A Pension Review Committee has studied the situation for two-and-a-half years. Although no consensus was reached by the committee, Cooke made a recommendation to put the plan on a track to sustainability.
The recommendation includes additional contributions from city taxpayers, increased contributions from employee, changes to eligibility, such as establishing a minimum retirement age, and changes to employees’s and retirees’s cost-of-living adjustments (COLAs). The proposal would amount to putting about $48 million more per year into the pension fund above the current approximately $90 million being put into it.
The approximate $48 million annually is equal to about 10.5 percent of the city’s payroll per year. Cooke recommended an increase of 3 percent in city contributions, an increase of 2.3 percent in employee contributions, and a 5.2 percent decrease in benefits and eligibility.
As the discussions continue, these are some considerations:
– General employees prefer different amounts of contributions for time in service, with employees hired before the previous changes paying more into the fund.
– Police and fire personnel prefer blended contribution rates no matter the time in service.
– Police want to maintain the 25 years-and-out retirement provision and contributions to a level to preserve benefits.
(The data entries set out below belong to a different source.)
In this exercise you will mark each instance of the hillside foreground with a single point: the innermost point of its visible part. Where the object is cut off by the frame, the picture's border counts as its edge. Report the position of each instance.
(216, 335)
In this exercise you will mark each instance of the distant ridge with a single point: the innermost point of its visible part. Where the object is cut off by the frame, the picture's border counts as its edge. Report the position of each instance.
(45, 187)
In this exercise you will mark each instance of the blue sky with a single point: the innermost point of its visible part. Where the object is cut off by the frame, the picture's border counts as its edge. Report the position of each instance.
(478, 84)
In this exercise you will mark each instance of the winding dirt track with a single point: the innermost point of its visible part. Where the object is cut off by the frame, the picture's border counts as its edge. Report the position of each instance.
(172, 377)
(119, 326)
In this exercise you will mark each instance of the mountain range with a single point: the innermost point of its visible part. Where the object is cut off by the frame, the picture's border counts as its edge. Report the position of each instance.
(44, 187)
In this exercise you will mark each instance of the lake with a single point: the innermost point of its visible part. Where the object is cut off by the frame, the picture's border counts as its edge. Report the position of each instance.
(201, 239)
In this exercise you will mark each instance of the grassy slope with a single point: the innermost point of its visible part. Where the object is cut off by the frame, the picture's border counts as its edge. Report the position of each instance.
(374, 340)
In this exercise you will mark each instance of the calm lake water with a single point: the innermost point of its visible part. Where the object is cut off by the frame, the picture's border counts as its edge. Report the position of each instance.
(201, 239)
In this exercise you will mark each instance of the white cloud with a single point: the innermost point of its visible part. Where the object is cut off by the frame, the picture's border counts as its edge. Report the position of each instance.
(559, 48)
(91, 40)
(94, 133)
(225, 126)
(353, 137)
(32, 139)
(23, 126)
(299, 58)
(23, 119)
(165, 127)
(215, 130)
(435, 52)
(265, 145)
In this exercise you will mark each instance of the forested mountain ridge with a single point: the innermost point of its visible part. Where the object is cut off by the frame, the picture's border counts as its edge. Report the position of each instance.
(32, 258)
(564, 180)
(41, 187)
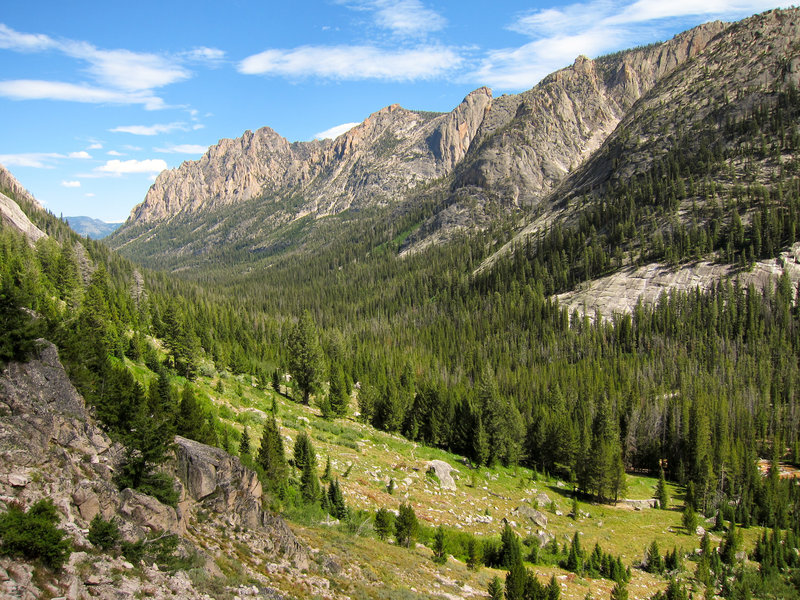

– The city is considering increasing its contribution level to 3 percent.
– COLA changes have to be part of the solution, and retirees want to preserve the COLA.
Discussions will continue during city council budget workshop sessions before the council is expected to take action on Sept. 18. In November, city employees are expected to vote on the plan. If approved, the changes will be implemented from January through May of 2019.
“The solution we support will most likely be the most emotional and the most important decision that the members of this council will face, possibly during their term in office,” Price said.